There is signage indicating the clearing height at each one that falls short. However, some of them are still the site of frequent accidents, according to local residents and police reports.
Most recently, a citizen reported an accident to the News-Gazette where a Greyhound bus got stuck in a viaduct near First Street and E Washington Street.
But this wasn’t the first one of the year.
According to the Champaign Police Department, this is the 15th call this year about accidents surrounding that viaduct. Last year, there were 17.
Champaign Deputy Police Chief Kevin Olmstead said although that particular viaduct has been the site of a lot of accidents, it’s not the only one with traffic concerns. Throughout the year, the department has received calls about accidents at different locations as well.
In February, police responded to an incident where a semi-truck got stuck, and partly crushed, under a viaduct heading east on Springfield Avenue.
Olmstead said not every accident is directly caused by the viaduct. Sometimes it’s the surrounding infrastructure, so it’s unclear whether there is a clearance or traffic problem.
Olmstead said they are looking into the Springfield Avenue viaduct to see what improvements need to be made, but compared to other vehicle accidents they see, he said these calls aren’t as much of a concern.
“[We] respond to approximately 40,000 calls each year. Among those, officers infrequently respond to reports of vehicles that have either struck viaducts or stopped short of doing so but require traffic control to safely leave the area,” he said.
However, while accidents are reported and handled by the city, it’s the railroad companies who are ultimately in charge of all inspections and construction.
There are 10 viaducts in Champaign, all along the Canadian National railroad route. All of them except for one, the city-maintained Windsor Road viaduct, are fully owned and maintained by the railroad company.
As for all the other bridges, inspections are fully controlled by Canadian National. However, not every accident surrounding these bridges are being reported to the railroad company as they should be.
For instance, a recent accident with the viaduct on First Street and East Washington Street was not initially reported to anyone at Canadian National. Since then, Canadian National Spokesperson Kevin Donahue confirmed that the company eventually learned about the accident and sent a team out there to inspect the bridge.
According to him, the issue has been addressed and no further changes are needed.

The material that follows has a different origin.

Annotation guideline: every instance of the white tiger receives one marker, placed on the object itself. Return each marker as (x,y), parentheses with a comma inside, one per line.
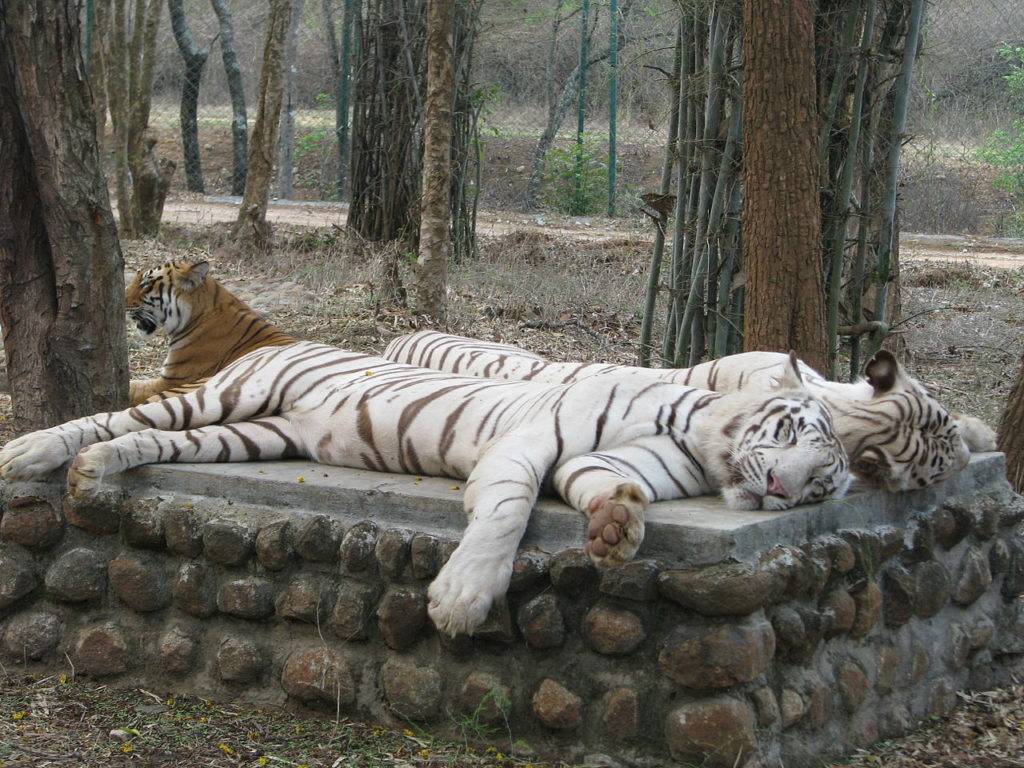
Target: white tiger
(894,432)
(608,448)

“When a bridge strike is reported to us we have the bridge and track inspected to ensure there is no damage and that the structure is safe for operation,” he said. “Sometimes a bridge is hit, and we are not notified. However, all our structures are inspected annually to ensure they are safe.”
Annual inspections are required per the Federal Railroad Administration regulations.

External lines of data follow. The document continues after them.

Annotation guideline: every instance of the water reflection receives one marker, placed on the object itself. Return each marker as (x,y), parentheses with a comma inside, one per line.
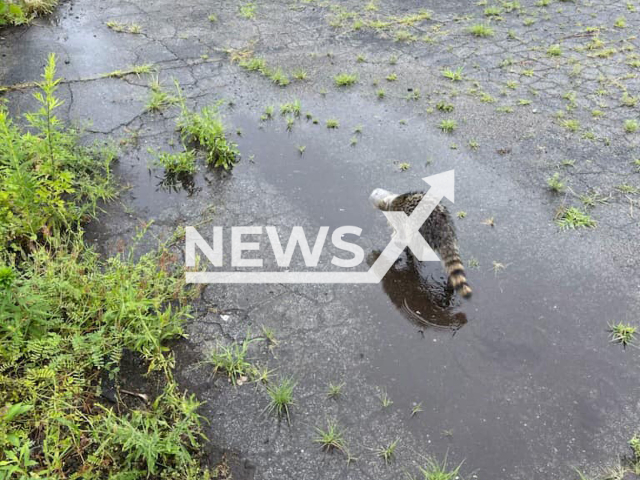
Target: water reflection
(422,299)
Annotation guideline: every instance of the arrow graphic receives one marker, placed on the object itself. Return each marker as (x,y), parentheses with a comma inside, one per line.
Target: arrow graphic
(407,234)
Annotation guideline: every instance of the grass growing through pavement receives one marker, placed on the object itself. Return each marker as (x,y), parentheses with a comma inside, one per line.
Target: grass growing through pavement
(453,75)
(387,452)
(232,360)
(177,163)
(345,79)
(331,438)
(281,398)
(555,183)
(448,125)
(573,218)
(622,333)
(335,390)
(481,30)
(206,129)
(67,316)
(434,470)
(21,11)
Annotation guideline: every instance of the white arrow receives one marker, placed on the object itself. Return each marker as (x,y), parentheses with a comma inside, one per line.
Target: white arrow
(408,227)
(408,235)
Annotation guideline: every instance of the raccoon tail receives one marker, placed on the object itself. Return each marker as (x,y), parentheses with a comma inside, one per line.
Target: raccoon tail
(455,270)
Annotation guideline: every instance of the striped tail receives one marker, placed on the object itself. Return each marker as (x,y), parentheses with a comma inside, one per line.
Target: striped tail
(455,271)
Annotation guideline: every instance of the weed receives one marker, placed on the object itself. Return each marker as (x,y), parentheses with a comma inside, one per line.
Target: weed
(291,108)
(404,36)
(622,333)
(248,10)
(493,11)
(47,183)
(124,27)
(414,95)
(445,107)
(481,30)
(384,399)
(593,198)
(232,360)
(555,183)
(332,438)
(279,78)
(448,125)
(281,398)
(554,50)
(621,22)
(268,113)
(453,75)
(631,126)
(628,100)
(255,64)
(335,390)
(434,470)
(67,316)
(573,218)
(134,70)
(387,452)
(300,74)
(206,129)
(497,267)
(572,125)
(345,79)
(628,189)
(177,163)
(290,122)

If a driver strikes any railroad infrastructure, they are required under the Illinois Vehicle Code to report the incident to local authorities.
“Following a strike to infrastructure, Champaign Police report the incident to staff at the City’s Public Works Department for follow up and referral to outside stakeholders,” Olmstead said. “Following this report, Champaign Police have no further involvement in inspections.”
In some cases, community members can make complaints directly to the company.
But in other cases, and for companies like Union Pacific, any complaints or inspection requests need to be routed through a local official or the Illinois Commerce Commission.
While none of Union Pacific’s tracks run through Champaign, it maintains tracks and several viaducts along I-74 and in surrounding towns including St. Joseph.
Margaret Ronspies, a spokesperson for Union Pacific, said she’s never received a complaint about viaduct accidents or clearance issues. She said part of that could be due to their location and frequent inspections.
“More than 95% of UP’s bridges are inspected a minimum of twice annually by one of 29 specially-trained two-person bridge inspection teams, exceeding federal requirements. Bridges that are less than 10 years old and have no defects are inspected once annually,” Ronspies said.
The Illinois Department of Transportation (IDOT) has little say in the inspection process.
Paul Wappel, public information officer for the state department, said he hasn’t received any complaints of accidents in Champaign. In most cases, he said it’s fully between the police and railroad companies. Unless the bridge is over a road owned and maintained by the department, it doesn’t have any involvement.
“The IDOT does monitor for falling debris and if obvious structural issues exist, the department then notifies the railroad if there are issues or if the traveling public notices something,” Wappel said.